In your own words, describe how to find the midpoint of a line segment if its endpoints are known.

Short Answer

Expert verified
The midpoint of a line segment with endpoints \( (x_1, y_1) \) and \( (x_2, y_2) \) is \( M = \left( \frac{{x_1+x_2}}{2}, \frac{{y_1+y_2}}{2} \right) \).

Step by step solution

01

Understand the Concept

The midpoint is the point that divides a line segment into two equal parts. When the coordinates of the endpoints in a two-dimensional space are known, the midpoint can be calculated using the formula: \( M = \left( \frac{{x_1+x_2}}{2}, \frac{{y_1+y_2}}{2} \right) \).

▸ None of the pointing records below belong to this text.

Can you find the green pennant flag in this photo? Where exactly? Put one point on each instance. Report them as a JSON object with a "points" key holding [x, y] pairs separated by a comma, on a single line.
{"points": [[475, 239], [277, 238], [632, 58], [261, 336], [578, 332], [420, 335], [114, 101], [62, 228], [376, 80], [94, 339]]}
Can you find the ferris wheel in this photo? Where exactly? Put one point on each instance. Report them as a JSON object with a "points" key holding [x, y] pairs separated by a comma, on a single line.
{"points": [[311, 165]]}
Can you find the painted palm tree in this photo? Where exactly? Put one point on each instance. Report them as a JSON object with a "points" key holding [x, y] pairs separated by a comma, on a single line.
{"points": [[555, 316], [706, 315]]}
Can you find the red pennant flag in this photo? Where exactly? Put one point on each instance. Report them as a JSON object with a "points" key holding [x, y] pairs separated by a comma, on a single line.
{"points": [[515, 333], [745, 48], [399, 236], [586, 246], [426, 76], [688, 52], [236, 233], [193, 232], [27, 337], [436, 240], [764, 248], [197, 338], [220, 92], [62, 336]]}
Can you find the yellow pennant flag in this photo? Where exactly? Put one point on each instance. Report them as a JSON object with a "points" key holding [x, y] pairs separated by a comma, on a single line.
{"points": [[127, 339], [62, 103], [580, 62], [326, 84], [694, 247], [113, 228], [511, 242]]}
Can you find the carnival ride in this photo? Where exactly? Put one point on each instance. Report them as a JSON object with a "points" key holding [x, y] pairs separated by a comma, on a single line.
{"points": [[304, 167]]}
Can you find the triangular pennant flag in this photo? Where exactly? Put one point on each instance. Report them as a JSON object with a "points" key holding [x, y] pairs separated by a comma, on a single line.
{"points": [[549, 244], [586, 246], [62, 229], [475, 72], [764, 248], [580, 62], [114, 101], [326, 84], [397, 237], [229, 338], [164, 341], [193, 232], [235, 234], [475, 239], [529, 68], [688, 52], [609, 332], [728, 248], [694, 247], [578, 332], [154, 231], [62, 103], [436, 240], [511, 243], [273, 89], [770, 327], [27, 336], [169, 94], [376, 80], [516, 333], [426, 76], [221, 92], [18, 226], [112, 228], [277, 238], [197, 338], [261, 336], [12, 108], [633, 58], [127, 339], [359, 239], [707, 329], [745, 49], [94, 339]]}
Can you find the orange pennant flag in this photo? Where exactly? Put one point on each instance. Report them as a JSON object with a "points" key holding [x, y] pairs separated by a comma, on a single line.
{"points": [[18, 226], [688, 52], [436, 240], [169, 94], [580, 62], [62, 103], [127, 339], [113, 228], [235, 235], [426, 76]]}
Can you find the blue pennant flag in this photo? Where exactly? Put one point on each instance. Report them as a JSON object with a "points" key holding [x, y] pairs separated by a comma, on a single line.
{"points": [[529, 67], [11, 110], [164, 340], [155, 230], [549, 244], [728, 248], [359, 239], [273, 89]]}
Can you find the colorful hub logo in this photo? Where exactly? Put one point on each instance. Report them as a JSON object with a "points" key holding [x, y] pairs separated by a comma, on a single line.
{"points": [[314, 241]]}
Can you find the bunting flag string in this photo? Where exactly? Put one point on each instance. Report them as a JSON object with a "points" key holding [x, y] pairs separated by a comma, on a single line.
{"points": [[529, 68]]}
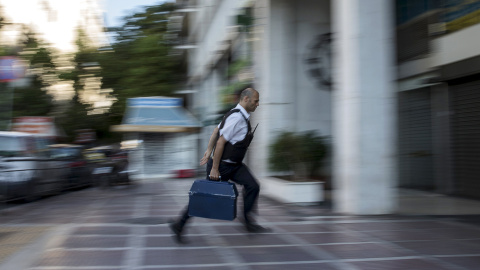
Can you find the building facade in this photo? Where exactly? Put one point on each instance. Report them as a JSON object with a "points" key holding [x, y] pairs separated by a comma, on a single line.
{"points": [[393, 84]]}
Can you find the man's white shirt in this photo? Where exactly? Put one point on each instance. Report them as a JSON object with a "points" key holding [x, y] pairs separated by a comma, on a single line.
{"points": [[235, 127]]}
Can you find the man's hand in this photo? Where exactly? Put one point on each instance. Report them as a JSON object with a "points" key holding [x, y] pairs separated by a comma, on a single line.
{"points": [[214, 174], [205, 158]]}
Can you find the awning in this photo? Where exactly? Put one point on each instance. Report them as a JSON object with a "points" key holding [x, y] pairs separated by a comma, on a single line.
{"points": [[156, 114]]}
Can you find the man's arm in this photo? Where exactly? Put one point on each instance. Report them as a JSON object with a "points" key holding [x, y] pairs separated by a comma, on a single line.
{"points": [[214, 173], [209, 150]]}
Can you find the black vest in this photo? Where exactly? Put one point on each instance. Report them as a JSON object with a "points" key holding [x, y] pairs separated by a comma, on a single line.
{"points": [[236, 152]]}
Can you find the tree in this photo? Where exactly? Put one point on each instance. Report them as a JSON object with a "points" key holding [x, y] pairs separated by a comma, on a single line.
{"points": [[139, 62]]}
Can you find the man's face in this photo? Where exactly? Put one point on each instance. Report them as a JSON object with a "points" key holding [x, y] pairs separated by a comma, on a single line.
{"points": [[252, 103]]}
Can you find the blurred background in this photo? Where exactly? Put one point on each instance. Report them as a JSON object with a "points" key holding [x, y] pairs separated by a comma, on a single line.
{"points": [[364, 99]]}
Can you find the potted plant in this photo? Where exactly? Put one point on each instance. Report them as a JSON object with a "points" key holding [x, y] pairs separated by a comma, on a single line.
{"points": [[296, 159]]}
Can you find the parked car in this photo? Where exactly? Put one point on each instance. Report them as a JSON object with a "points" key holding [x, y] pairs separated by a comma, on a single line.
{"points": [[110, 165], [79, 170], [26, 168]]}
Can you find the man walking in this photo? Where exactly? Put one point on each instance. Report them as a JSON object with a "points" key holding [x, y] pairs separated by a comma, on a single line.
{"points": [[230, 140]]}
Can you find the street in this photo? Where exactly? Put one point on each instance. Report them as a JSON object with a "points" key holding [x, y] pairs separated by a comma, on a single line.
{"points": [[125, 227]]}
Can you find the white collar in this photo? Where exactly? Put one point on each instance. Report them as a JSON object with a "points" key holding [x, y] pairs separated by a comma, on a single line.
{"points": [[245, 113]]}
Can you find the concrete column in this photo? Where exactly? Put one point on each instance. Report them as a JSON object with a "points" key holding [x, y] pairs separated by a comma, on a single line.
{"points": [[364, 108], [441, 139]]}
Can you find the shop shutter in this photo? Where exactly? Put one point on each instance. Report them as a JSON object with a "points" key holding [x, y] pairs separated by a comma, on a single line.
{"points": [[465, 102], [415, 140]]}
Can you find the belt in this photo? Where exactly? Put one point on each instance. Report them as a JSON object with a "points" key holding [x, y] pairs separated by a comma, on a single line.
{"points": [[230, 163]]}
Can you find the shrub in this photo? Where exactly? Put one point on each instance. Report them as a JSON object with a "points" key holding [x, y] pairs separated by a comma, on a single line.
{"points": [[298, 154]]}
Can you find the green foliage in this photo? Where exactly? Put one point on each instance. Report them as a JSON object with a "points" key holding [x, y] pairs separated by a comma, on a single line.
{"points": [[139, 62], [299, 153]]}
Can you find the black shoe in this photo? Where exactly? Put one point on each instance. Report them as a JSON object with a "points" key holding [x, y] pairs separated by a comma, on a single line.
{"points": [[255, 228], [177, 230]]}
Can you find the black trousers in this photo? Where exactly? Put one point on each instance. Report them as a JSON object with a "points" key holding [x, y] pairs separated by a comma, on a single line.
{"points": [[240, 174]]}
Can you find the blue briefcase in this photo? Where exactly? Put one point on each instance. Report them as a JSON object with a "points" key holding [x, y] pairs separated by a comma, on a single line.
{"points": [[213, 199]]}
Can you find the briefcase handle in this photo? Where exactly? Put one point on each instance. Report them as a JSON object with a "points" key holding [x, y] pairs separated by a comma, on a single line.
{"points": [[219, 179]]}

Where \( M \) is the midpoint and \( (x_1, y_1) \) and \( (x_2, y_2) \) are the coordinates of the endpoints.
02

Apply the Midpoint Formula

Let's suppose the coordinates of the endpoints are \( (x_1, y_1) \) and \( (x_2, y_2) \). Apply the midpoint formula \( M = \left( \frac{{x_1+x_2}}{2}, \frac{{y_1+y_2}}{2} \right) \). Calculate the sum of the x-coordinates (\( x_1 + x_2 \)) and the y-coordinates (\( y_1 + y_2 \)), then divide each by 2 to find the x-coordinate and y-coordinate of the midpoint.
03

Finalize the Answer

The calculated x and y coordinates form the coordinates of the midpoint \( M \). So, the midpoint is \( M = \left( \frac{{x_1+x_2}}{2}, \frac{{y_1+y_2}}{2} \right) \).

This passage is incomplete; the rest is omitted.